MLE is the method of choice when the likelihood is tractable; it is consistent (converges to the true value as n→∞), asymptotically Normal, and achieves the Cramér–Rao bound under regularity conditions. When the likelihood is not tractable, Bayesian methods with conjugate priors or variational inference provide computationally accessible alternatives.

Statistics as Epistemic Infrastructure

From the birthday paradox (which surprises most people because human intuition greatly underestimates collision probabilities) to p-hacking and the replication crisis (which arise from misunderstanding what p-values mean), statistics has a reputation for being easy to misapply.

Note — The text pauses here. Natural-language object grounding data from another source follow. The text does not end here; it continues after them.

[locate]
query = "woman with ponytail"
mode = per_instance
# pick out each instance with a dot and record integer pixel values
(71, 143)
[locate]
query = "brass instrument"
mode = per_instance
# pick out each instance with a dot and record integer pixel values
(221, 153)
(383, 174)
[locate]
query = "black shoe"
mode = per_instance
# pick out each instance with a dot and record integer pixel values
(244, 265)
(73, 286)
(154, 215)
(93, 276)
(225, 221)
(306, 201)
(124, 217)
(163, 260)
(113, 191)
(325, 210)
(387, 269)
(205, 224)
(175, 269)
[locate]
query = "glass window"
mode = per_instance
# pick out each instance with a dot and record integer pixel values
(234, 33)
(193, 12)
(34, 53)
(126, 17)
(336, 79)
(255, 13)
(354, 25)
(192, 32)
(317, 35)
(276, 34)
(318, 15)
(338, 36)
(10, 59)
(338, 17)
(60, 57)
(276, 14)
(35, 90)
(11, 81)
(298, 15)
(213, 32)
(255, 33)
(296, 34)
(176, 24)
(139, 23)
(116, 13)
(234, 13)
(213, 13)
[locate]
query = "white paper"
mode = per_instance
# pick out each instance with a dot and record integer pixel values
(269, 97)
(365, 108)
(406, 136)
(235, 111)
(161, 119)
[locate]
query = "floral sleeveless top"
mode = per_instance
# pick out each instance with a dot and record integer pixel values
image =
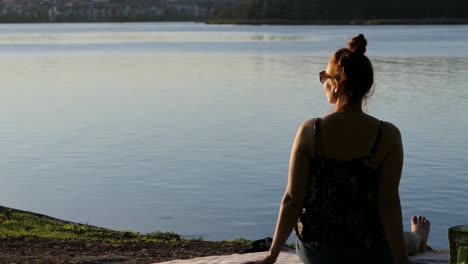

The tools in this Spotlight — rigorous distribution theory, the CLT, careful hypothesis testing, Bayesian updating, and proper error propagation — are the antidote.

The interactive simulations let you watch the CLT convergence in real time with heavy-tailed parent distributions, explore how a Bayesian prior gets washed out by sufficient data, and build intuition for why more data always improves estimates at the rate √n. Statistical literacy is foundational to every quantitative discipline; these concepts appear in quantum measurement uncertainty, genomic association studies, gravitational-wave detection significance, and deep learning generalisation bounds alike.